Okay, I take my comment regarding specular back. Landscape is too shiny. Even with roughness set to 1 and very rough normal map. Under direct light in the distance surface becomes too reflective, especially on glancing angles. Looks like UE just does not have enough per pixel texture precision for far away pixels. So we need to do a correction. I like how Quixel does it, get albedo and then use it in lerp from min to max specular. Similar to roughness when you don’t use explicit textures.
Quixel
Speaking of Quixel, take a look at their MedievalGameEnvironment project - it is like a treasure chest of techniques and solutions. I have only 16Gb of RAM and could not open it. If you have similar problem, go to the Config/DefaultEngine.ini and change starting map to something light and manageable, like Forge for example.
[/Script/EngineSettings.GameMapsSettings]
EditorStartupMap=/Game/Maps/Forge.Forge
Then you can start exploring all their materials, functions, etc.
RVT
Runtime virtual texture for landscape is pretty cool approach but unfortunately it suffers from tile pop, especially if you have some distance blending in your setup. I could not figure out how to control that. So unless Epic will allow us to force particular tile mips close to camera using RVT sampling for landscape is not practical.
RVT does save 2ms in my very primitive setup. This acts like a top down projection so there potentially could be some stretching on high slopes. But I feel that ditching auto slope and tri-planar is actually not an issue - I prefer to build slopes with cliff geometry anyway since it will look better in the end. You can’t have tessellation with RVT and number of maps is limited. Note that specular/roughness are stored as masks, you can’t pass color information through them. So my attempt to use specular as subsurface failed. In the end you have to apply them regularly which diminishes RVT performance gain. Finally, RVT is camera agnostic so all the CameraDistance logic and such stops working. You do have a workaround, but it is lacking in some areas, especially considering that far mips can pop near the camera. See below sample on how to do distance based blends for RVT.
But while RVT is not practical for sampling in landscape at the moment, it has wonderful use if you still output it. Blending mesh textures with landscape. It is much better approach as all other that include distance fields, TemporalAA dithering, vertex painting, etc. You keep DFAO and shadows and don’t have to do anything special with your mesh.

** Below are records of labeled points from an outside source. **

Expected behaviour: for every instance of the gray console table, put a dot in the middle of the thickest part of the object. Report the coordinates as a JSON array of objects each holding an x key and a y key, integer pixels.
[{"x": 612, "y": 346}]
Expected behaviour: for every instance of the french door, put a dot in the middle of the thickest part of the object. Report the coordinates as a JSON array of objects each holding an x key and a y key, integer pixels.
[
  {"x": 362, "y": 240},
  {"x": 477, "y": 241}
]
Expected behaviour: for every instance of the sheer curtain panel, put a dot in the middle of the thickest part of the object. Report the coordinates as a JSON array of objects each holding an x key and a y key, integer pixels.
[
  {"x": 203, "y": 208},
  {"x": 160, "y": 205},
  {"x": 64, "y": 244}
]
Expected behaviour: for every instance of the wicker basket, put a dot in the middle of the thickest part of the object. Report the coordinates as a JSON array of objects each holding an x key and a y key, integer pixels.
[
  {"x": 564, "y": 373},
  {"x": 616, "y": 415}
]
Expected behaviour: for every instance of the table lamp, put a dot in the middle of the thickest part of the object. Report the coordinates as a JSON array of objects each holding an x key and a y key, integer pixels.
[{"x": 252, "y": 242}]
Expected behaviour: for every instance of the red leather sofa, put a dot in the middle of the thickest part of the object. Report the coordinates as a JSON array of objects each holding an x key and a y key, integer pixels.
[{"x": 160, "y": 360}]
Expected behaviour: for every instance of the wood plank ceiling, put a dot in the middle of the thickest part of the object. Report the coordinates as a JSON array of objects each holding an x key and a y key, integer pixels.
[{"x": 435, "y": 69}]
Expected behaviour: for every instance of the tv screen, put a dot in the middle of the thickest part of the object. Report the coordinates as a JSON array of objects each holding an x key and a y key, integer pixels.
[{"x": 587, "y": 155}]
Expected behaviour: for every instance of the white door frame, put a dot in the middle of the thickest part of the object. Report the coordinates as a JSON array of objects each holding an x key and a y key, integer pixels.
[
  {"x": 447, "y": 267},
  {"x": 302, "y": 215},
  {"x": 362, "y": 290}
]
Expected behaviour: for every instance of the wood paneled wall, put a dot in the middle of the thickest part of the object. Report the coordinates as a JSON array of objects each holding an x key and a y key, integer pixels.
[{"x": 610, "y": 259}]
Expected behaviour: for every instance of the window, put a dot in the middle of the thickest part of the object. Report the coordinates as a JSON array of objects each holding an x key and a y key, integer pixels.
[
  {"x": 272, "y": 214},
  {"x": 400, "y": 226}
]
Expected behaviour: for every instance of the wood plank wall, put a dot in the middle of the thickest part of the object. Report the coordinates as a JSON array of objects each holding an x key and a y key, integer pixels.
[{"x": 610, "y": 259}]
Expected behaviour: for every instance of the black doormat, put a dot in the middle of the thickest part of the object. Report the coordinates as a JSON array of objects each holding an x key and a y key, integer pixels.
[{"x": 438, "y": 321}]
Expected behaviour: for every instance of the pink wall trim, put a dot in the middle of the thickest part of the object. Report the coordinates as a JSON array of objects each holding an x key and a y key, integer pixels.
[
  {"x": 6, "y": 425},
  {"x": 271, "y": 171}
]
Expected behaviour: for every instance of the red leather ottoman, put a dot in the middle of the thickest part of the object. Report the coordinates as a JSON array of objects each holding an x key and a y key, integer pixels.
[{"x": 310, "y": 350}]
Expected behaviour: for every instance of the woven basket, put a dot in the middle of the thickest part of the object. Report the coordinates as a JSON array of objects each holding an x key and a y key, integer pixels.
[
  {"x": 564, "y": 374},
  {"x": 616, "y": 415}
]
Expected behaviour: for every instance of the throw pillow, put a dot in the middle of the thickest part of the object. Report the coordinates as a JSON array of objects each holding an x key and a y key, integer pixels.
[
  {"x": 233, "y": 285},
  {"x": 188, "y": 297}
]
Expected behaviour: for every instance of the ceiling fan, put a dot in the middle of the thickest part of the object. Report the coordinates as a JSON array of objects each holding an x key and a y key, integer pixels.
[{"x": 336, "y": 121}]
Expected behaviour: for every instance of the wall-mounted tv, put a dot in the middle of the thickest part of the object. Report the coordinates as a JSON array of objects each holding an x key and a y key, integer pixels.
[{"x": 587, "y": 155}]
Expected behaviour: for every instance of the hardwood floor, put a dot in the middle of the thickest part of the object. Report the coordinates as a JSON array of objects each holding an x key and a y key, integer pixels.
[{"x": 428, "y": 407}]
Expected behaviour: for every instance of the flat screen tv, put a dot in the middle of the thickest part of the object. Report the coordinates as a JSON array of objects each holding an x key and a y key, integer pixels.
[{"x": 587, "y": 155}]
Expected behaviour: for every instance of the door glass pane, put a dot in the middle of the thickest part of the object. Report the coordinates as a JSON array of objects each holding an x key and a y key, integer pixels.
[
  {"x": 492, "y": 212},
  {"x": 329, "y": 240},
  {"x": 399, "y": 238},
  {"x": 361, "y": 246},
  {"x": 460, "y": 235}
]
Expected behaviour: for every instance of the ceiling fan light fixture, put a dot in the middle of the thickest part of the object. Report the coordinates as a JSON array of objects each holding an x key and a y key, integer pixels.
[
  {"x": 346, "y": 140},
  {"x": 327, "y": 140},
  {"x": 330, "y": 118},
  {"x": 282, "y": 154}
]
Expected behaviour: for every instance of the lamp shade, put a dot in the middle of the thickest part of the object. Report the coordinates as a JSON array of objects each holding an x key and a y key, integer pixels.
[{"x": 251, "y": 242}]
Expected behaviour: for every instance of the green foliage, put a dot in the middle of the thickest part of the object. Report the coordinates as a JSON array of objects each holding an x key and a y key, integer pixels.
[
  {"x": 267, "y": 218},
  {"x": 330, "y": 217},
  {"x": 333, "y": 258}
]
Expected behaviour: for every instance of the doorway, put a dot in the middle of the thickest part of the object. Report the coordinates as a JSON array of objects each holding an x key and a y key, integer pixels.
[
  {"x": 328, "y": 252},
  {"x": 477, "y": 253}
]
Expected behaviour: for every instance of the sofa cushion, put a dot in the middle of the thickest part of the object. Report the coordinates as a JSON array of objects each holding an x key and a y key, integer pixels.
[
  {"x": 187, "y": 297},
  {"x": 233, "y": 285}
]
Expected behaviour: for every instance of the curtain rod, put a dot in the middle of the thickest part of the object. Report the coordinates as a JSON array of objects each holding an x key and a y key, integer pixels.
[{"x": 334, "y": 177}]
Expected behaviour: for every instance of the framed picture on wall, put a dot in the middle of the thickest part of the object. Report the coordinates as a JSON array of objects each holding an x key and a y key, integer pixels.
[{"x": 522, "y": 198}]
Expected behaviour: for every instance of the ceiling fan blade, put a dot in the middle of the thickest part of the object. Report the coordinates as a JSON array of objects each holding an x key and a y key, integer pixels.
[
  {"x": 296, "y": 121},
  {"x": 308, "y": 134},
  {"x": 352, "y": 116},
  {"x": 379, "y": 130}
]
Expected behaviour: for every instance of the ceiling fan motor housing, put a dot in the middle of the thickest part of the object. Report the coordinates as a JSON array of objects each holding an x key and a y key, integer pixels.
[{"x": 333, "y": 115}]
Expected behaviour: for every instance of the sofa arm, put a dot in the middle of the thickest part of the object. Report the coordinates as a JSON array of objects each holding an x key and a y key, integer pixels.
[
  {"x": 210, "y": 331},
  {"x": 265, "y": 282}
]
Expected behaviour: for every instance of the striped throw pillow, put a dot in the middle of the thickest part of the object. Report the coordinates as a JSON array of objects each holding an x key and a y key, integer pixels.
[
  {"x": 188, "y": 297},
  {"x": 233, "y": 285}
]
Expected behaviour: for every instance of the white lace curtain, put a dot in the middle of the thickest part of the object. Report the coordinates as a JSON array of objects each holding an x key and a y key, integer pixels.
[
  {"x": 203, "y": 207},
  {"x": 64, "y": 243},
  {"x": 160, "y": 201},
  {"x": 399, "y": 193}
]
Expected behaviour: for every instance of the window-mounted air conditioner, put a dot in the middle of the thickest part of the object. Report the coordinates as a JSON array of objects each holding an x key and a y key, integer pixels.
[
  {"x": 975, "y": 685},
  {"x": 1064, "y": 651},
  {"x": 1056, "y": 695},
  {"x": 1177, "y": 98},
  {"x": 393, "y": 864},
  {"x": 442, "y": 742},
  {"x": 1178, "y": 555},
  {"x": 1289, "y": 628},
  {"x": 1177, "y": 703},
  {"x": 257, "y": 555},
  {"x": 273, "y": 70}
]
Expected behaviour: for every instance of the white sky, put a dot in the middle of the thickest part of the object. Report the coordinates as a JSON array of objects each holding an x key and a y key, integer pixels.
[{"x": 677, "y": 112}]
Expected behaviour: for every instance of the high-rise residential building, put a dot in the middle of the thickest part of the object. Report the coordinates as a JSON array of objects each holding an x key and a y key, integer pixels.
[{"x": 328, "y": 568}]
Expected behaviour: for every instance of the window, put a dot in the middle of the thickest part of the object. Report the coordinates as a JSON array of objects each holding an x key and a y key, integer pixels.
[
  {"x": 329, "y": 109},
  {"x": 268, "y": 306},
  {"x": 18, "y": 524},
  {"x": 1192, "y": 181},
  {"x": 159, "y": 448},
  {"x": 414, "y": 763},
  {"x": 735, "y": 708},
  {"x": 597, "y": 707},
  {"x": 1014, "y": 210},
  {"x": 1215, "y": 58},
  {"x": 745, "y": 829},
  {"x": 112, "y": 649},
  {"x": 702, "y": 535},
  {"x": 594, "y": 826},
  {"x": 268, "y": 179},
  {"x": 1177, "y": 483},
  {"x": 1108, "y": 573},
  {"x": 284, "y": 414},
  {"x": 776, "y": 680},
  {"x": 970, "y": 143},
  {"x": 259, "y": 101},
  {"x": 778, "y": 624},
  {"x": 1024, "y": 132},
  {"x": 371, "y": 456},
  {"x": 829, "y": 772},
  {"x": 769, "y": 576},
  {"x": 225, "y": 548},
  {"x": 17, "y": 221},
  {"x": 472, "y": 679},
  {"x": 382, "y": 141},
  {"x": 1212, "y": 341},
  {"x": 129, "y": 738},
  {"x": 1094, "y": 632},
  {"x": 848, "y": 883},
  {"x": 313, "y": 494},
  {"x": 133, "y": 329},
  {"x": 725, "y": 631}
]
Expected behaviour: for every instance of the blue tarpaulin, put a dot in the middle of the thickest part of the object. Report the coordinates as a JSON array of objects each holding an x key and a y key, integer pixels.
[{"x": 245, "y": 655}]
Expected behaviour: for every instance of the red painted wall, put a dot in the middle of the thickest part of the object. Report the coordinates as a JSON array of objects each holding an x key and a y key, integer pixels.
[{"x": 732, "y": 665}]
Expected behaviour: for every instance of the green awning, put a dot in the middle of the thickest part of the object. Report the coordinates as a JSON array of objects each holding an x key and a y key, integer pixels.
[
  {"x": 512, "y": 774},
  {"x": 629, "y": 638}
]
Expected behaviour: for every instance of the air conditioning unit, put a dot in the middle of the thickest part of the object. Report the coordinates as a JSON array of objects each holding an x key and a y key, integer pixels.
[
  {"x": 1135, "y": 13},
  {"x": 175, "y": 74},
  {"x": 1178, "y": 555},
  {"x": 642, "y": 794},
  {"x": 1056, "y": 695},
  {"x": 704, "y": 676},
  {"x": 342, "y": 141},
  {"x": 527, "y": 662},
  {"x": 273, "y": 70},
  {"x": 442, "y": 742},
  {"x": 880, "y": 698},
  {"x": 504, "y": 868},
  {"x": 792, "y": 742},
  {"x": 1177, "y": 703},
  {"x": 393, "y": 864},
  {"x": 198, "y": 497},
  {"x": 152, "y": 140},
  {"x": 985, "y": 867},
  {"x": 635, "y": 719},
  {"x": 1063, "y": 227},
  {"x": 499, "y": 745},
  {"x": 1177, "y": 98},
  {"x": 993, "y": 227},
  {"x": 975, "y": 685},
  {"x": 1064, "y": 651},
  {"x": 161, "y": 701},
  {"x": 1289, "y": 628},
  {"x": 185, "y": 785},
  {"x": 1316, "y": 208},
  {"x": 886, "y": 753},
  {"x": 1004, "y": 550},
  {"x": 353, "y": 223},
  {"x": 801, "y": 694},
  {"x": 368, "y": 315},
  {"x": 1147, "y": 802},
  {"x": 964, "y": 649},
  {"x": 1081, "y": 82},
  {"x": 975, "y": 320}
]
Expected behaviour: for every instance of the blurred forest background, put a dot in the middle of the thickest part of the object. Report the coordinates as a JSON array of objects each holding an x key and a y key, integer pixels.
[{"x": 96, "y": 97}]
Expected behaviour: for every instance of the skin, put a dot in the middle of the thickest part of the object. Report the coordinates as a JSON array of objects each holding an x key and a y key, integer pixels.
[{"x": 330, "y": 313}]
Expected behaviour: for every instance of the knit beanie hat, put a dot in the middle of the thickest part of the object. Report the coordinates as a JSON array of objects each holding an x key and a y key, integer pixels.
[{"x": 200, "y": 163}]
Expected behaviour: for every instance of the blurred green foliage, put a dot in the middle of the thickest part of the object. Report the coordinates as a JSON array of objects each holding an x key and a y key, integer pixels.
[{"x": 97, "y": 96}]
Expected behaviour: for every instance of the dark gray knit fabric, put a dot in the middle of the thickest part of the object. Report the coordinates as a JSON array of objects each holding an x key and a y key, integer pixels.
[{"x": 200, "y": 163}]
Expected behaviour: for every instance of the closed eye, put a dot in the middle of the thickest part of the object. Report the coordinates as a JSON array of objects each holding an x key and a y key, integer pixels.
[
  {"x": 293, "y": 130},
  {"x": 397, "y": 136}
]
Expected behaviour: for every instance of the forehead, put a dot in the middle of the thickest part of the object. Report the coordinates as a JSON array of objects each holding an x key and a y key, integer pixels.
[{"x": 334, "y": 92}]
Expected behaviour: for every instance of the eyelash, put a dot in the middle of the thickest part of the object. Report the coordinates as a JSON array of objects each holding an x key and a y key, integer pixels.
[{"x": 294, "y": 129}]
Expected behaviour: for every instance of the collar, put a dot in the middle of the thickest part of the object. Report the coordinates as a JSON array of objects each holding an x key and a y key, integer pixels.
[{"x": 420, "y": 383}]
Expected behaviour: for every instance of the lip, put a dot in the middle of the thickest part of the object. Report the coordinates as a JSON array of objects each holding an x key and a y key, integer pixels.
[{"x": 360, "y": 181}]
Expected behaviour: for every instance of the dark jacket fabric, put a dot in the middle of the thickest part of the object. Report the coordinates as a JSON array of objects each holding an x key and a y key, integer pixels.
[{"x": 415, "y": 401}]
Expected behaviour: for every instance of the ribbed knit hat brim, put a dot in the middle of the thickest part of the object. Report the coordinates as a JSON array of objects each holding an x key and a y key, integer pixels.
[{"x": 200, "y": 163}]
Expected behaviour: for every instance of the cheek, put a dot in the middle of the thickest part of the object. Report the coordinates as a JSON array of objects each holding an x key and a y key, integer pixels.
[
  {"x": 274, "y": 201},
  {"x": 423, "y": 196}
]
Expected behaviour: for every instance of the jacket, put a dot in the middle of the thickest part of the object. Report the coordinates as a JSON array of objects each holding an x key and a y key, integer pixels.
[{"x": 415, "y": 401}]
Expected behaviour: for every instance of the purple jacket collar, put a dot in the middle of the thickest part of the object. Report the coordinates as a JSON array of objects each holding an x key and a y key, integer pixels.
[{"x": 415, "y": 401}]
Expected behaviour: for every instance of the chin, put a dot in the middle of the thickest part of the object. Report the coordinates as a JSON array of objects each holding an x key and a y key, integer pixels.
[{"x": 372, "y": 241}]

For this setup I made all my logic in landscape layer blending RVT friendly. Mesh samples RVT base and RVT height, masks and blends accordingly. For normal blending convert landscape normal to worldspace before writing to RVT. In mesh material uncheck tangent normals. I also copied Quixel approach of adding a bit of noise into the blend, looks much better.
Height blend
Another useful technique I borrowed from Quixel materials is height blend. It gives much better results on landscape layer blends. Both weight blended and custom ones like snow. For regular layers you need to output height information. For that just use displacement map. You can pass it around like Quixel does using Opacity pin. See below example of snow layer blended using regular alpha-blend approach:
Now see the same blend using height information:
Here is material function:
Of course UE5 may make all above obsolete but it is a real fun to play around with these. Poking RVT was frustrating at times and it segfaulted more times than I remember but it still amazes me what Epic developers have accomplished with this engine over the years.